Machismo is something seen in the domestic situations throughout Hispanic people. The violence, the subservience that is expected and the men believe the women are second and are second class citizens. There role is to be domestic housekeepers and to birth children. Alicia makes tortillas for her father. When Esperanza is raped, she is again taught of the power of (some) men.
But throughout her growth Esperanza gets very clear that she will not live as those around she sees. She wants independence. She knew getting out would help her achieve her dreams. She was motivated but everything she experiences.
She learns about trust when Sally told her the circus would be fun, only to be raped. Her shyness (eating alone in the company lunchroom), and about being gullible. In Cathy Queen of hearts, Cathy says, father will have to fly France and find her cousin and inherit the house. She believes that everything will be good. But she feels incredibly stupid for not for not knowing better. But she does learn. When she learns that the box, is a music box. She is ashamed for not knowing. Despite all this, she knows enough to know that a better life is the live she will create.
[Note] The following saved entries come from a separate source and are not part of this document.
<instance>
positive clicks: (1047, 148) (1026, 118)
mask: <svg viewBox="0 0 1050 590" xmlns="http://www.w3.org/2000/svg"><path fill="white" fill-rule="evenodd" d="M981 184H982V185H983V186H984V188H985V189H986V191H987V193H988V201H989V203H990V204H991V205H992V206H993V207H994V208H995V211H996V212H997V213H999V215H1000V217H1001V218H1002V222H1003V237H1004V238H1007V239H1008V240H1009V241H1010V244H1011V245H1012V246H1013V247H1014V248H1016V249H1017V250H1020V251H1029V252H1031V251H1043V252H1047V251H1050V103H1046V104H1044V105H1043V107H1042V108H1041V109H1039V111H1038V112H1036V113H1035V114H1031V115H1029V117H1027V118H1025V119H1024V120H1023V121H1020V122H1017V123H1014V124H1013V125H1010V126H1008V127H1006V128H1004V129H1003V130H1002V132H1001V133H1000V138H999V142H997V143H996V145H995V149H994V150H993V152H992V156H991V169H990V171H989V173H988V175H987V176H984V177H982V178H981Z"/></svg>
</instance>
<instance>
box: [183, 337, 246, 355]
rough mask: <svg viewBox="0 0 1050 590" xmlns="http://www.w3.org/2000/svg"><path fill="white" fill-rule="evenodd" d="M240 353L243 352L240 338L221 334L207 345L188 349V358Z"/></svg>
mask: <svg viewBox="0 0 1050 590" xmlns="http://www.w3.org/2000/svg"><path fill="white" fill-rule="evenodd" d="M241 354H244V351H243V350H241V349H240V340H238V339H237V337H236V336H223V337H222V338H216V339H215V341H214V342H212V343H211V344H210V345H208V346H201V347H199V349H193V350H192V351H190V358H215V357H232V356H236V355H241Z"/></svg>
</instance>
She sees herself as scrawny and unattractive. Skinny necks and pointed elbows like mine? don’t belong here, but are here. But the metaphor for the tress, she will grow despite the concrete and ‘will not forget to reach’. She is a determined young woman with ‘esparenze’ and she will lay new roots and you are convinced she will not only make it, but will return for the others. Cisneros allows us to see why women need to dream and create the good reality that they are capable of living. She addresses oppression, family and religious roles and is clear about the 2nd class status of women, but she knows there is more out there.
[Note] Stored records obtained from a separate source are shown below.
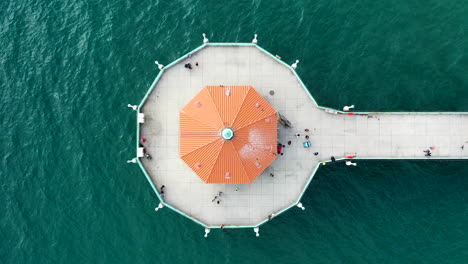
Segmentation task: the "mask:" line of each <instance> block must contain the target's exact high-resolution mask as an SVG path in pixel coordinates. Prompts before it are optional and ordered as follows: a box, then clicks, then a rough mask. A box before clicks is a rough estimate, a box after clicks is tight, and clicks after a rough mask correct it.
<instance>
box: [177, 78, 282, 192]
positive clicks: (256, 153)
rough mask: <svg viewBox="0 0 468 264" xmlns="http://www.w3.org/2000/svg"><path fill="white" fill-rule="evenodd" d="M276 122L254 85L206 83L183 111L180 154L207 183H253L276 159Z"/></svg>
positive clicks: (180, 139)
mask: <svg viewBox="0 0 468 264" xmlns="http://www.w3.org/2000/svg"><path fill="white" fill-rule="evenodd" d="M277 122H278V120H277V117H276V110H275V109H274V108H273V107H272V106H271V105H270V104H269V103H268V102H267V101H266V100H265V99H264V98H263V97H262V96H261V95H260V94H259V93H258V92H257V91H255V89H254V88H253V87H252V86H221V85H218V86H205V87H204V88H203V89H202V90H201V92H200V93H199V94H197V95H196V96H195V97H194V98H193V99H192V100H191V101H190V102H189V103H188V104H187V105H186V106H185V107H184V108H183V109H182V111H180V157H181V158H182V159H183V160H184V161H185V162H186V163H187V164H188V165H189V166H190V167H191V168H192V169H193V170H194V171H195V172H196V173H197V174H198V176H200V178H201V179H202V180H203V181H205V182H207V183H250V182H252V181H253V180H254V179H255V178H257V176H258V175H260V173H262V172H263V170H265V168H266V167H268V166H269V165H270V164H271V163H272V162H273V161H274V160H275V159H276V151H277V149H276V145H277V137H278V135H277Z"/></svg>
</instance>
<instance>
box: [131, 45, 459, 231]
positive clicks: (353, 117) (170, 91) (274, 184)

I was blessed, having been raised in a financially rich and very sheltered environment. I work in a city where poverty is present, today and witness families living together, girls and boys supporting their parents, sending money south of the border, all to survive. No one complains, but there is clearly a vicious cycle, as the family is so important, many young one aspire to have families and do.
They do no realize how expensive life is until they are older, and then their little ones are placed in the same cycle.
I did experience and old fashioned father who was very dominating and did not treat girls very respectfully. It was very difficult to gain his respect and approval, if that is possible. I learned that men make the decisions and women are not to doubt the man. We were never allowed to say no, or ask why. There was must physical abuse, as a way to control us. As an adult I am sensitive to the fact that my father knew no better, even thought he scars are still there.
This story, as I read it again and again, made me feel that many girls are dreamers and have their innocence shattered by the reality of life. Whether rich or poor, belief systems can be shattered, but not hopes.